Slovenia expands army powers to help police guard border amid refugee crisis

Migrants walk towards the Austrian border after arriving by train in the village of Sentilj, Slovenia, October 20, 2015. © Leonhard Foeger
The mounting refugee crisis in the EU has led the Slovenian Parliament to pass a new law, giving the army more powers to police borders. Soldiers could now be given the green light to get involved “under very specific circumstances.”

The new legislation was successfully passed on early Wednesday, allowing the troops to help secure the nation’s borders amid an influx of thousands of refugees that have been trying to make their way into Slovenia from Croatia since Hungary’s decision to close its borders, Reuters reports.

Soldiers now have the power to make decisions when police are not present on site, Reuters reported. The army has already offered to help under police supervision starting this week.

READ MORE: Fire breaks out at Slovenia refugee camp housing thousands (VIDEO)

The law was passed by the necessary two-thirds majority following a five-hour debate in the Parliament, with 66 votes cast in favor and five against, Slovenian newspaper Vecer reported. The army’s new powers have been granted for a period of only three months, with a possibility to extend.

Slovenia, which has a population of just two million, has already received over 20,000 migrants since Saturday. The country’s government is planning to ask the EU for help in dealing with financial and security concerns.

“(On Wednesday) we will officially ask the EU ... for police back-up and for financial help,” Prime Minister Miro Cerar said prior to Wednesday’s vote.

Early on Wednesday morning, more than 1,000 migrants were transported through Croatia to the Slovenian border by train and “released into the fields” to cross the border on foot, Associated Press reports. Having to navigate the unfamiliar terrain on foot, the asylum seekers, many of whom are women and children, had to cross the Sutla River to enter Slovenia, where they were immediately rounded up by police.
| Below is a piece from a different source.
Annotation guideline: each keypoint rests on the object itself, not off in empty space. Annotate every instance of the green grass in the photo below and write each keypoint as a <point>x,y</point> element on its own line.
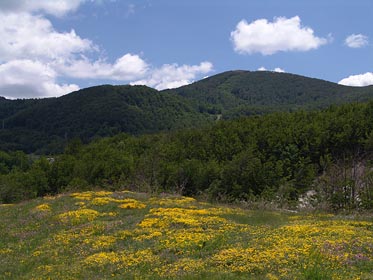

Exhausted by their long journey, the refugees - wet through and frozen - remained in the field as police waited for orders on where to take them next. It is expected that they will have to walk another 15 kilometers, escorted by police, to the nearest reception center, where they will be registered.

After Hungary fenced off and closed its borders, most of the migrants changed their route and are now pouring into Slovenia to find a way through the country – and to eventually reach Germany, France or the UK.

The first bus carrying refugees arrived at the Slovenian-Croatian border on Saturday morning. It was quickly accompanied by over 40 more.

Slovenia has already taken steps to restrict the flow of refugees by cutting off all rail traffic with Croatia. Only two border crossings are likely to remain open – at Gruskovje and Petisovci – for asylum seekers traveling by bus.

The majority of the migrants are refugees fleeing from North Africa and the Middle East due to violent conflicts and poverty.

Slovenia’s opposition parties have asked the prime minister to consider building a fence on the Slovenian border with Croatia – as Hungary did – in order to stop the flow of migrants. This option of “safeguarding border crossings with physical obstacles” has not been excluded, Reuters cited an official from the interior ministry as saying.